The LHC is on, running at 3.5 trillion electron volts (TeV). Protons have been smashed together, creating explosions that only house-sized sensors can feel. So far, no word of black holes eating all of France and Switzerland.
This does mean that the Tevatron at Fermilab, just outside of Chicago, has officially been out-gunned. I’ll bet the cows grazing above the Tevatron are pissed.
The Large Hadron Collider is going to be down for another year, namely 2012, so they can make it more robust and failsafe. In other words, they’re shutting it down for a year to avoid another 14-month shutdown like that of 2008-09. They won’t start running it at 7 trillion electron volts (that’s 1.21 gigawatts, more or less, right?) until 2013 at the earliest.
That gives the crafty, elusive Higgs boson a couple years to figure out its next obfuscation strategy.
CORRECTION: The LHC is scheduled to run at 7 TeV very soon (the Fermilab Tevitron tops out at 1 TeV). After the year off, they plan to get it up to 14 TeV, as it was designed to do.
ANOTHER CORRECTION? The most recent thing I found says it is just now running at 3.5 TeV, and will get up to 7 TeV after the one year shutdown. But really, at this point, who cares? I know that the Pacific Ocean is a lot deeper than Lake Michigan, but if you drop me in the middle of either one, I ain’t makin’ it to shore.
Here we go again. Get ready for wacky hijinks!
The Large Hadron Collider was built to examine suspected phenomena such as dark matter, antimatter and ultimately the creation of the universe billions of years ago, which many theorize occurred as an explosion known as the Big Bang.
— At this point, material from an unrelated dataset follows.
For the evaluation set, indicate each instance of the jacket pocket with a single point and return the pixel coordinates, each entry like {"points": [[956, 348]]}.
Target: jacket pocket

“We’ve started up again,” said Sutton.
More on the LHC here.
I’d like to admit upfront that much of this encapsulates an article in the Washington Post. That said…
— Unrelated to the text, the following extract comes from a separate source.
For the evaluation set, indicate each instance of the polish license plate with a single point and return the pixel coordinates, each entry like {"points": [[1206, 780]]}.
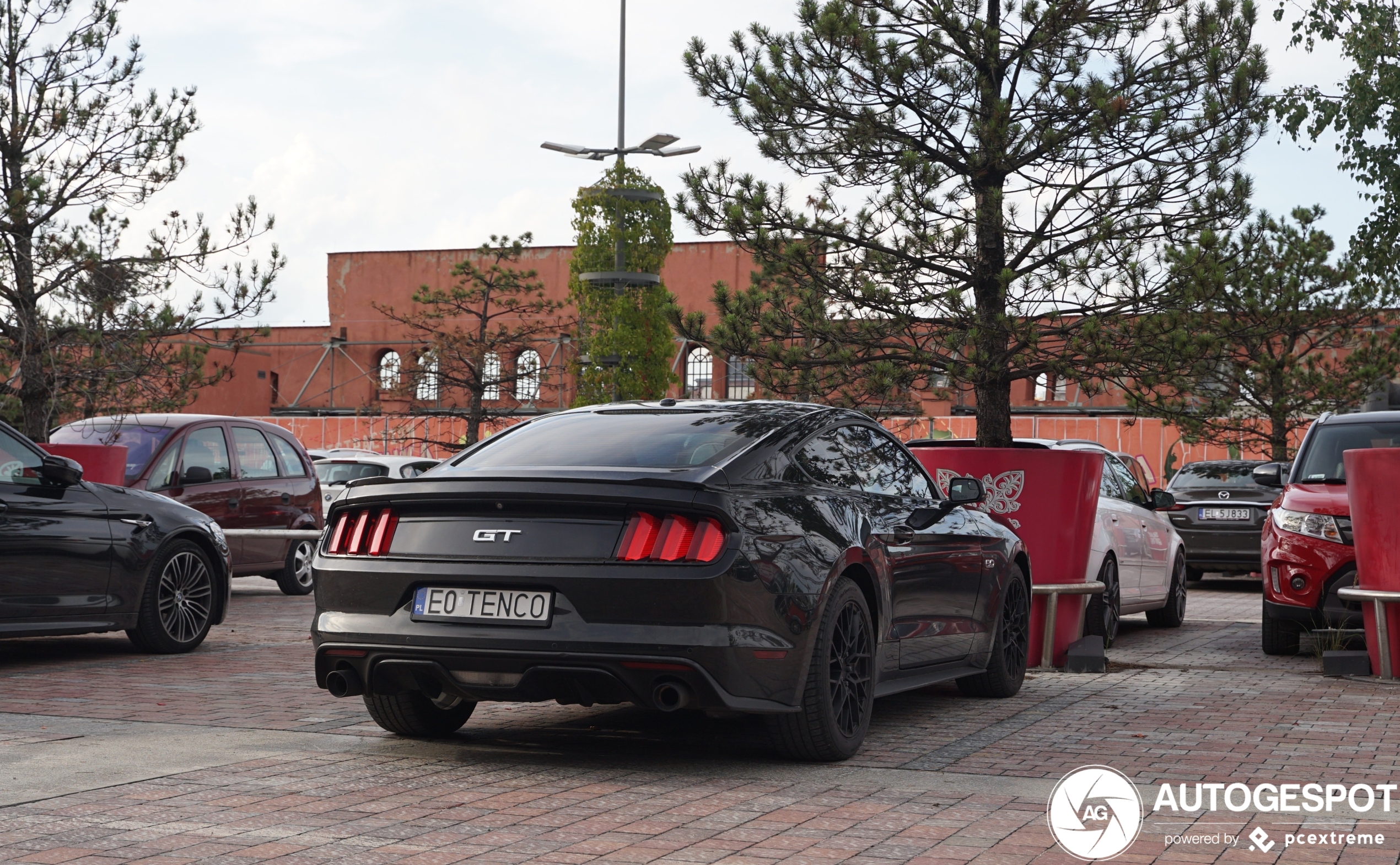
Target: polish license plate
{"points": [[1225, 514], [494, 606]]}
Kapow! It feels like a 1954 comic book, because I get to write about a group of people calling themselves “Atomic Scientists.” The Bulletin of the Atomic Scientists, a group of people who don’t want the world to end, despite their invention of a technology that makes just such a thing possible, have set the Doomsday Clock back by one minute, from 11:55 to 11:54 pm. We are now 6 minutes away from annihilation, instead of 5. But doesn’t it feel like more? I mean, if I have 5 minutes left until a meeting, I don’t think I can get nearly as much done as if I have 6 minutes left.
I can’t help but wonder if this is more of the same irrational exuberance (or maybe call it afterglow) about Bush leaving office that led to the award of the Nobel Peace Prize to Barack Obama. But it’s still nice to know that somebody thinks things are getting better.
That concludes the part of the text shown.